Segmind, a platform specializing in open-source serverless APIs for generative models, has just announced the release of its distillation of Stability AI's SDXL 1.0. The model, known as SSD-1B, is the most recent addition to the 'Segmind Distilled Stable Diffusion' series. The previous releases in the series, SD-Small, and SD-Tiny, are distillations of Stable Diffusion 1.5 that maintain performance while using 35% and 55% fewer parameters than the base model, respectively. With SSD-1B, Segmind successfully distilled SDXL to half its size (1.3 B parameters), delivering the same performance with an impressive 60% increase in speed. The size reduction was achieved by removing 40 transformer blocks and 1 Resnet block. Segmind's announcement offers a more detailed overview of the performance and improvements delivered by SSD-1B in comparison to SDXL.
The knowledge distillation strategy used when training SSD-1B consisted of condensing the teachings of SDXL 1.0, ZavyChromaXL, and JuggernautXL. By combining the strengths of these models, SSD-1B is capable of producing outstanding results. Training data also included Midjourney and GRIT scrape data.
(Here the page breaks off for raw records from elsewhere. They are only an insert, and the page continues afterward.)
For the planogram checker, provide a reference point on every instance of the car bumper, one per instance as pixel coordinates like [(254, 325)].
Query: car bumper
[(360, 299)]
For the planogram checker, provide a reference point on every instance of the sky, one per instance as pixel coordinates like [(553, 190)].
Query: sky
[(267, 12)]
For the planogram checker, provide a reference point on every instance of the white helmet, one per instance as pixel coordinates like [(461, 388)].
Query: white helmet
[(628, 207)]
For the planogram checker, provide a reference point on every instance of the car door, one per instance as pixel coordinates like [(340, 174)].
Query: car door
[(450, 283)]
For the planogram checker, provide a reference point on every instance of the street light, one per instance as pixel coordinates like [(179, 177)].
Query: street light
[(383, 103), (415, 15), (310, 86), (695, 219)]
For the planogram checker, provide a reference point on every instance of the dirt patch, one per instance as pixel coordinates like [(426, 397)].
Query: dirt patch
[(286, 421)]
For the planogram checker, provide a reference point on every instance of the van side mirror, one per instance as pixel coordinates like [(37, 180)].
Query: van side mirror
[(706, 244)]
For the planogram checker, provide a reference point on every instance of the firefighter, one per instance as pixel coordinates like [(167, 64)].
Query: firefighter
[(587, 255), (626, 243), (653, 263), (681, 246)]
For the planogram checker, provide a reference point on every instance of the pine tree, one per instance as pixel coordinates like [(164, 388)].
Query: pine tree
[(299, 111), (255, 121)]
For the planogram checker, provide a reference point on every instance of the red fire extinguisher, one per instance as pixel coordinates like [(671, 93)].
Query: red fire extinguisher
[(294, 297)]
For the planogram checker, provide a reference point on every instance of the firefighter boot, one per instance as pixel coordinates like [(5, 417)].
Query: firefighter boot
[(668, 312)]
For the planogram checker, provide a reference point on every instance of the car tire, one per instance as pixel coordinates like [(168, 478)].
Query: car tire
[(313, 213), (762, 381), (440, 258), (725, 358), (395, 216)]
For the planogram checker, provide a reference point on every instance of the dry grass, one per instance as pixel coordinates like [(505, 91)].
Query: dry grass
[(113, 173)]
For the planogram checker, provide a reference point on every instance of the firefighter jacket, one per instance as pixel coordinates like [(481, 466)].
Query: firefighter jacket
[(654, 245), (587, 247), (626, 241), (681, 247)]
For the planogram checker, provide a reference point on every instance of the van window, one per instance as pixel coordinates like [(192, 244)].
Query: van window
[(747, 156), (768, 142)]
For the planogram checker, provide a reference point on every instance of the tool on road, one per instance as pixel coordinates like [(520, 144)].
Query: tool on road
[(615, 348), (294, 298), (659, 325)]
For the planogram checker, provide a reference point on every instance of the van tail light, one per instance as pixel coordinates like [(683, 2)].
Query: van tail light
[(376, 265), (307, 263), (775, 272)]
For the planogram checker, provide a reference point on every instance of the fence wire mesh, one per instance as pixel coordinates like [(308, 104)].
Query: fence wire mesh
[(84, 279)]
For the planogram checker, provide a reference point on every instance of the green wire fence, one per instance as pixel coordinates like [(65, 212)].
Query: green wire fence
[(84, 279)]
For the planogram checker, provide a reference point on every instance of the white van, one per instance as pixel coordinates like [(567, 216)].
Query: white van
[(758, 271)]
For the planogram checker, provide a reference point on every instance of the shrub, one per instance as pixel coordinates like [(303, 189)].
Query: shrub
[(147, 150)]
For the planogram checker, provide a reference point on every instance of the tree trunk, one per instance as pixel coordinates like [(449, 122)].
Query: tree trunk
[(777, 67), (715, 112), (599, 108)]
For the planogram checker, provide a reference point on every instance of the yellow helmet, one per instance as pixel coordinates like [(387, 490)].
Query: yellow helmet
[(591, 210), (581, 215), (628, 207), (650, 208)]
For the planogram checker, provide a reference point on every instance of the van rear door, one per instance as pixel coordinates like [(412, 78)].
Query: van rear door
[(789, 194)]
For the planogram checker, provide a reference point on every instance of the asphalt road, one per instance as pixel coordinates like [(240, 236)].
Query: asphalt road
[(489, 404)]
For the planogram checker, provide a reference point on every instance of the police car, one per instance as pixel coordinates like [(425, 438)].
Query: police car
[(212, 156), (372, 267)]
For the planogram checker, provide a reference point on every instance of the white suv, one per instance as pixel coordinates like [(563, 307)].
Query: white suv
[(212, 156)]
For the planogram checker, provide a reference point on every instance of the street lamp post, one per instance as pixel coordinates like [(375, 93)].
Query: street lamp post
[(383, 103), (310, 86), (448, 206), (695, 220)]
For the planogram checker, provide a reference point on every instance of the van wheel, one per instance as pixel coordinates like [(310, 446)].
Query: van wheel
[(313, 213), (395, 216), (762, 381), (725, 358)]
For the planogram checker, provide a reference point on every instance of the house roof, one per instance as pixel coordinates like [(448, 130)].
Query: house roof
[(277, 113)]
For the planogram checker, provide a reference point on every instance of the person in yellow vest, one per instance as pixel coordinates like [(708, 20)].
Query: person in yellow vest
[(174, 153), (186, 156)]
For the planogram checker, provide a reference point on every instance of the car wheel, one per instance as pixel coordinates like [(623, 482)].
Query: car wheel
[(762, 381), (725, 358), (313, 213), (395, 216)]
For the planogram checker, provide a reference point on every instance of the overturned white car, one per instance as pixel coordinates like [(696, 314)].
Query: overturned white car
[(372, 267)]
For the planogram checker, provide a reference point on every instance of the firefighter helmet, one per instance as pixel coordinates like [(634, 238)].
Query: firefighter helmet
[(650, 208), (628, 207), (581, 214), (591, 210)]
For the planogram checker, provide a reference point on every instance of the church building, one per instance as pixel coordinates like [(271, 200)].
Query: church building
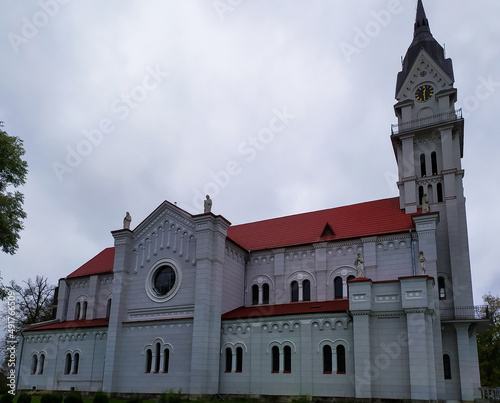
[(366, 301)]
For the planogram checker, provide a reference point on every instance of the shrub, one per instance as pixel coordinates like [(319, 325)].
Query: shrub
[(73, 397), (51, 398), (24, 398), (101, 397), (170, 396), (134, 399)]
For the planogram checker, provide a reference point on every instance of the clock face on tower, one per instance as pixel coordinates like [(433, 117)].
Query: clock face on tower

The diversity of sources accounts for the varied spectrum of images SSD-1B can generate based on text prompts. SSD-1B can be customized further by fine-tuning the model on private data. To this end, Segmind has open-sourced its code and stated that SSD-1B can be used directly with the HuggingFace Diffusers library training scripts.
For all its virtues, the model still has some limitations acknowledged by its creators. SSD-1B has trouble depicting photo-realism, especially when dealing with human subjects. Other areas for improvement include the incorporation of clear text and the preservation of fidelity of complex compositions. The diversity of sources used while training SSD-1B is also intended to mitigate some of the prevalent biases in the field of generative AI. However, developers recognize that even this is far from a definitive solution to the problem.
As expected, one of the easiest ways to get started with SSD-1B is via Segmind's serverless API. Their offering starts with 100 free API calls daily. Additional calls are priced according to the computing resources required per model, considering output size and steps. SDXL calls, for instance, start at $0.01 each, while Stable Diffusion img2img pricing starts at $0.0048 per call. Subscription and enterprise pricing are available on a per-request basis. Training is also available and priced by GPU minute.